Hay una oportunidad para sanar las legitimidades si se vuelve a lo concreto. Si se orienta la conversación a problematizar y resolver las fricciones del día a día de la vida urbana. Sin planificación, las ciudades son reproductoras de malestar. E incluso los mercados producen bienes y servicios por debajo de su potencial cuando no hay una racionalidad pública que los contenga.

Aunque suene paradójico, hay que desprivatizar y desmercantilizar a las ciudades para que lo privado y los mercados funcionen mejor. Una ciudad debidamente planificada, en conversación con la multiplicidad de intereses y expectativas que alberga, es la llave para convertirla en un dispositivo que garantice derechos y, a su vez, dinamice las iniciativas privadas.

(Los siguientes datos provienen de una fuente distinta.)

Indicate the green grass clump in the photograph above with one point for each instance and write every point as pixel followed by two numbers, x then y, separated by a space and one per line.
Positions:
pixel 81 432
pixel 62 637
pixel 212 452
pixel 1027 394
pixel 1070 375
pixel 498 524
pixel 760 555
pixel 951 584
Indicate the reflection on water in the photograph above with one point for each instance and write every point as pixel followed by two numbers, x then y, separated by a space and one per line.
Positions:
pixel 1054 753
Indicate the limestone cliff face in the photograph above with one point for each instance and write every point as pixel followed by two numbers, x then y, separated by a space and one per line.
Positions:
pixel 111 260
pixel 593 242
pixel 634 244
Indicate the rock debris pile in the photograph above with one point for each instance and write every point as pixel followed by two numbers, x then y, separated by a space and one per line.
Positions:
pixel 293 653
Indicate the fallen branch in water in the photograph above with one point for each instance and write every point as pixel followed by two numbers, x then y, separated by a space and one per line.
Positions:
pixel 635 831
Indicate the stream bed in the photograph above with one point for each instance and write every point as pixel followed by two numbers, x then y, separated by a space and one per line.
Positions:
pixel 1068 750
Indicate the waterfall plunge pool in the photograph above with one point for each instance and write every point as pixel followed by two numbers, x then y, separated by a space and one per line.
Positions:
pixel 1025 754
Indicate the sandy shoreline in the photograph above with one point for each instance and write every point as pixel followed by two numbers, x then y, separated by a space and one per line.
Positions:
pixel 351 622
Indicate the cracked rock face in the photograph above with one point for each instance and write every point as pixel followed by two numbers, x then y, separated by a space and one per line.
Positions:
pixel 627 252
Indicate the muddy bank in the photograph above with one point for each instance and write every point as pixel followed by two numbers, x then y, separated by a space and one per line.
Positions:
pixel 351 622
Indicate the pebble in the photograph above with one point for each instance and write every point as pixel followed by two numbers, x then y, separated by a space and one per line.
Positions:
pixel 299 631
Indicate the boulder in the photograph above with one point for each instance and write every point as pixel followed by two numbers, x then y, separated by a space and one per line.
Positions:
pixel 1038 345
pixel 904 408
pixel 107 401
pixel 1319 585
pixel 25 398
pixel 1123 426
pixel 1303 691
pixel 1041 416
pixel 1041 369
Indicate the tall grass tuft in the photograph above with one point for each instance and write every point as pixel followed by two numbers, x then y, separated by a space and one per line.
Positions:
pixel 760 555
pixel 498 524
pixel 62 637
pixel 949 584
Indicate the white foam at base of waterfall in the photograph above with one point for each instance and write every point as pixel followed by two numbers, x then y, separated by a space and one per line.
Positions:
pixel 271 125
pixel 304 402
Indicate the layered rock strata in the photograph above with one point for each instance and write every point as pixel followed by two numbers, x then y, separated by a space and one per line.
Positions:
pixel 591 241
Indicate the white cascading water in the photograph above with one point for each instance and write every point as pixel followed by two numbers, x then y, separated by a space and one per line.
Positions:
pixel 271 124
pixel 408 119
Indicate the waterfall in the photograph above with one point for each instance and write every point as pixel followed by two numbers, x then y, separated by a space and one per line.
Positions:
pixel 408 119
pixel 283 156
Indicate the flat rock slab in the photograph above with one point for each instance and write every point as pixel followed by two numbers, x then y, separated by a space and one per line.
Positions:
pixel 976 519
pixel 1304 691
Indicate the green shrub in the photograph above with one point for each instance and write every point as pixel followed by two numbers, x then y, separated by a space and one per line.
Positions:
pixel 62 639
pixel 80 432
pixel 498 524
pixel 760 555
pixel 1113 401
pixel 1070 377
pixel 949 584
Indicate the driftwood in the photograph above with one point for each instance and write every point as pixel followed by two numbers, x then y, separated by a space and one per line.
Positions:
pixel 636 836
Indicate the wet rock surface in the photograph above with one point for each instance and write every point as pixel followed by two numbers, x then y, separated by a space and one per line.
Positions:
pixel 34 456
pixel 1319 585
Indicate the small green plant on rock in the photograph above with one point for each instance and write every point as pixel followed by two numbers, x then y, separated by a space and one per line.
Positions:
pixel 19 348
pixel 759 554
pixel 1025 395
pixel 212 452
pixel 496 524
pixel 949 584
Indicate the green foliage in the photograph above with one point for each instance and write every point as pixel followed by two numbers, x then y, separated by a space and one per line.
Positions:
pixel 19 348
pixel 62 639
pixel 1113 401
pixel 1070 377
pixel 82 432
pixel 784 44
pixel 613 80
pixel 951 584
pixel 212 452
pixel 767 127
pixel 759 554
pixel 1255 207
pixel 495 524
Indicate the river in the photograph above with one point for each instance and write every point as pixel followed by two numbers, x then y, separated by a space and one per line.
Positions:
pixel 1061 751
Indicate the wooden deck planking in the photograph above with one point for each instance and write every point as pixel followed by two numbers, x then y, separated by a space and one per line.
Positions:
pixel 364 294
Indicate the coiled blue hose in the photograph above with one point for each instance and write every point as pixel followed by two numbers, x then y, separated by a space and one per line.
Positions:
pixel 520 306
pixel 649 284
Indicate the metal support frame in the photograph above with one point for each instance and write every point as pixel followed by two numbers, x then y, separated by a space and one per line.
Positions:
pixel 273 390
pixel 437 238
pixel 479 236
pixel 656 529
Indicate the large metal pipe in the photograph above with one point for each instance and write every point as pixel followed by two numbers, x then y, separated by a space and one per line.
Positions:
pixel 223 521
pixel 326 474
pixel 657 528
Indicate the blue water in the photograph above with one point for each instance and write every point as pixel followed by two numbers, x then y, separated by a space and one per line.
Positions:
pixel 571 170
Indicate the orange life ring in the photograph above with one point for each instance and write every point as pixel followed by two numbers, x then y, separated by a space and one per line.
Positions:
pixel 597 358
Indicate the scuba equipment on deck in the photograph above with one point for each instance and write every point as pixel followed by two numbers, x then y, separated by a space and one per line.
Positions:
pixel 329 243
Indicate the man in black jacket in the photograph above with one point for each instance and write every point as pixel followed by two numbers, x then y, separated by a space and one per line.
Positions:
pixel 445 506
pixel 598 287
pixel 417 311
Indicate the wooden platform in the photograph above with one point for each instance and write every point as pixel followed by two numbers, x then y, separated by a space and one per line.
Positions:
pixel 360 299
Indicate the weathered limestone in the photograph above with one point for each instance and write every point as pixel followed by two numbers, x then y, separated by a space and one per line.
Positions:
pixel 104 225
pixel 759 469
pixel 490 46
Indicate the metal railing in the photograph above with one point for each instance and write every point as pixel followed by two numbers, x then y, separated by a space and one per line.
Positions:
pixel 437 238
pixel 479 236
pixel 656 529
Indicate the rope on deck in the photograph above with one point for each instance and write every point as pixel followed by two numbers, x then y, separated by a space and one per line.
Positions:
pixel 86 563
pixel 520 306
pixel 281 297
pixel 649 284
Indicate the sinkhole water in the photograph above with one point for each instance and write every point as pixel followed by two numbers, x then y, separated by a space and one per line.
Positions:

Porque además de ser un hecho físico, el desarrollo urbano integral es la condición de posibilidad de la vida en comunidad y la plataforma que le da consistencia y sustentabilidad a las relaciones sociales mercantiles y no mercantiles que se desarrollan en ella.

Hay que poner a las personas en el centro de la gestión urbana. Si garantizamos un piso de bienestar, si recuperamos el sentido de comunidad a partir de un nuevo tipo de convivencia y si procuramos un marco de oportunidades para la realización de las personas, es posible aspirar a ciudades dinámicas, modernas, innovadoras, competitivas y socialmente equilibradas.